本明細書に記載の実施形態のいずれかにおいて、本方法により、(a)腫瘍サイズの少なくとも約40%;(b)腫瘍サイズの約40%~約99%;および/または(c)腫瘍サイズの約20%、約25%、約30%、約35%、約40%、約45%、約50%、約55%、約60%、約65%、約70%、約75%、約80%、約85%、約90%、約95%または約99%が減少する。いくつかの実施形態では、本方法は、腫瘍サイズの少なくとも約40%の減少をもたらす。いくつかの実施形態では、本方法は、腫瘍サイズの約40%~約99%の減少をもたらす。いくつかの実施形態では、本方法は、腫瘍サイズの約20%、約25%、約30%、約35%、約40%、約45%、約50%、約55%、約60%、約65%、約70%、約75%、約80%、約85%、約90%、約95%、または約99%の減少をもたらす。
本明細書に記載の実施形態のいずれかにおいて、本方法は、ARPIまたはLSD-1阻害剤の単剤投与と比較して、がん細胞増殖および/または腫瘍サイズのより顕著な減少を提供する。いくつかの実施形態では、本方法は、ARPIまたはLSD-1阻害剤の単剤投与と比較して、より顕著ながん細胞増殖の減少を提供する。いくつかの実施形態では、本方法は、ARPIまたはLSD-1阻害剤の単剤投与と比較して、より顕著な腫瘍サイズの減少を提供する。

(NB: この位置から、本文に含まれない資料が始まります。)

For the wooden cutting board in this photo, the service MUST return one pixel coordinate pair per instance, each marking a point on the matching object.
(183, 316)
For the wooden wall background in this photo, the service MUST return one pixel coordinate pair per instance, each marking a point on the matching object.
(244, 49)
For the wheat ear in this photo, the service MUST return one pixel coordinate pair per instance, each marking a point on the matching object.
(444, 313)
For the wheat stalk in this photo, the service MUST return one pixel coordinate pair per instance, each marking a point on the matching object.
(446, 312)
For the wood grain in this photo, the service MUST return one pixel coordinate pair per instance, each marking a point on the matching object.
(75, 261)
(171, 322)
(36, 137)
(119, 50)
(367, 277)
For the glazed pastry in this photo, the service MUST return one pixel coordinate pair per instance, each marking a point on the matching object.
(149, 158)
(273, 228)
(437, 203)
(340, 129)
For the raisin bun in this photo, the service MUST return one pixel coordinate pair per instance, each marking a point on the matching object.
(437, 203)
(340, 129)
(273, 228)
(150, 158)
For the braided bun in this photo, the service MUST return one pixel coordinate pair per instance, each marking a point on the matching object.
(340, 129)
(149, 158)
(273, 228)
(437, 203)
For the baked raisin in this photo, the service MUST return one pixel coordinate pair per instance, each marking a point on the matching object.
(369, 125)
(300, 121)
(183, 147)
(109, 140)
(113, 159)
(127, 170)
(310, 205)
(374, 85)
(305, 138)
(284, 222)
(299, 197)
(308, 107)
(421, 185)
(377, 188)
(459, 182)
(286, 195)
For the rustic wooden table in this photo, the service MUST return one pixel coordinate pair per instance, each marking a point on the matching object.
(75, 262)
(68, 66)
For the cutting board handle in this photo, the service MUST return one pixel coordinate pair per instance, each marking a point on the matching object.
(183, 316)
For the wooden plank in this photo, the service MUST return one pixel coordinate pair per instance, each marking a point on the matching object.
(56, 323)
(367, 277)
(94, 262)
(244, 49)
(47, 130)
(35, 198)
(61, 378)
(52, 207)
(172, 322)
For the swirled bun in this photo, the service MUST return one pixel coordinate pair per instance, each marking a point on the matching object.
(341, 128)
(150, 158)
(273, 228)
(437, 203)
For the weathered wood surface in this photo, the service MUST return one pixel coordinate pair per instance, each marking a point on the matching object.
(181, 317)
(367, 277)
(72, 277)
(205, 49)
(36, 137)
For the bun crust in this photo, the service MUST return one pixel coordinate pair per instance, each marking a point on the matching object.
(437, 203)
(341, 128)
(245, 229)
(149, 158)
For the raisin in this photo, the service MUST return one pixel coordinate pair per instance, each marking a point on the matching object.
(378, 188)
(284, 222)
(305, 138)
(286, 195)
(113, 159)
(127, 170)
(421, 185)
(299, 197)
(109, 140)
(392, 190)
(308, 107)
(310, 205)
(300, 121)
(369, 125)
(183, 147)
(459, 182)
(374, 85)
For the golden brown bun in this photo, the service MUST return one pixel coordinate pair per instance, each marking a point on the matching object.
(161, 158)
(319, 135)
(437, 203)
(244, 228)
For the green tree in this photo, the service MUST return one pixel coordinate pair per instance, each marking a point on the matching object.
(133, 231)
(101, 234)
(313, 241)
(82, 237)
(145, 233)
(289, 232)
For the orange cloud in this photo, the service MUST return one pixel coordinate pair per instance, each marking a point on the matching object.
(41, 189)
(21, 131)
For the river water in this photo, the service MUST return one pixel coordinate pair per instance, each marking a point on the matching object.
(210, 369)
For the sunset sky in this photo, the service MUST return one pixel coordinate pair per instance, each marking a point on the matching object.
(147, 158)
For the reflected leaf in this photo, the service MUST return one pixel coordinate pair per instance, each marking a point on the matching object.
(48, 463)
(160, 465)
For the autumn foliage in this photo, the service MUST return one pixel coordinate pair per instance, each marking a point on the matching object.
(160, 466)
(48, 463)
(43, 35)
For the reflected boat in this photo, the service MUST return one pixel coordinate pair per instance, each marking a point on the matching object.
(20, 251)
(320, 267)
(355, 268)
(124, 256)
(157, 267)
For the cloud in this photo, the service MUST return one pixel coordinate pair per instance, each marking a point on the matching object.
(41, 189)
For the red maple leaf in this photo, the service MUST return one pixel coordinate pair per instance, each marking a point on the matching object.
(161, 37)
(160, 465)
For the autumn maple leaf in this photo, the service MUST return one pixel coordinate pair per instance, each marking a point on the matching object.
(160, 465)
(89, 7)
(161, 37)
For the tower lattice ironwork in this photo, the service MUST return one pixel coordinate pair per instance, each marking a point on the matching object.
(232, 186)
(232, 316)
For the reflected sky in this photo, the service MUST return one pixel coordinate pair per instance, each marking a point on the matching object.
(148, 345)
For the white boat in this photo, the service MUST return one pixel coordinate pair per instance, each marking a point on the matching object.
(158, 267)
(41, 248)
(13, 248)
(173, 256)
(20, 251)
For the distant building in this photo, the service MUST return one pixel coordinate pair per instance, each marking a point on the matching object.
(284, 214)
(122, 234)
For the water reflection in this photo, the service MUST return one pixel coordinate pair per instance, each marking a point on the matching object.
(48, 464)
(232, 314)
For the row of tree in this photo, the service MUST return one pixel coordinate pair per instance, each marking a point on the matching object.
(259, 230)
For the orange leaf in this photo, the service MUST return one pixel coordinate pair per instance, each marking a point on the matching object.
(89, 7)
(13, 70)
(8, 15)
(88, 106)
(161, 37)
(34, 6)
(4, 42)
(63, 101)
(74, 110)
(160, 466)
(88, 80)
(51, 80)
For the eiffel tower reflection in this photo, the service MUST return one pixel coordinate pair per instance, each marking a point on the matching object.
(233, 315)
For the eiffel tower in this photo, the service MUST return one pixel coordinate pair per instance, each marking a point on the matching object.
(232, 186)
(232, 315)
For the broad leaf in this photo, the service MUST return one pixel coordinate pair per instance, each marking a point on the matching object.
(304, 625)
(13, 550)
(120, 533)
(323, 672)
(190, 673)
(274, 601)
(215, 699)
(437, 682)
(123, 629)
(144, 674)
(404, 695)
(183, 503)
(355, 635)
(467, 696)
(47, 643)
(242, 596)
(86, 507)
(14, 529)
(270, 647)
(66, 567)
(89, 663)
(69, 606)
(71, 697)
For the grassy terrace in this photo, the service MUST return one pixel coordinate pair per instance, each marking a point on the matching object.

本明細書に記載の実施形態のいずれかにおいて、がん細胞増殖および/または腫瘍サイズは、ARPIまたはLSD-1阻害剤またはその医薬的に許容できる塩を単剤で投与した場合に認められるものと比べて、少なくとも約5%、少なくとも約10%、少なくとも約15%、少なくとも約20%、少なくとも約25%、少なくとも約30%、少なくとも約35%、少なくとも約40%、少なくとも約45%、少なくとも約50%、少なくとも約55%、少なくとも約60%、少なくとも約65%、少なくとも約70%、少なくとも約75%、少なくとも約80%、少なくとも約85%、少なくとも約90%、少なくとも95%または少なくとも約100%以上減少し得る。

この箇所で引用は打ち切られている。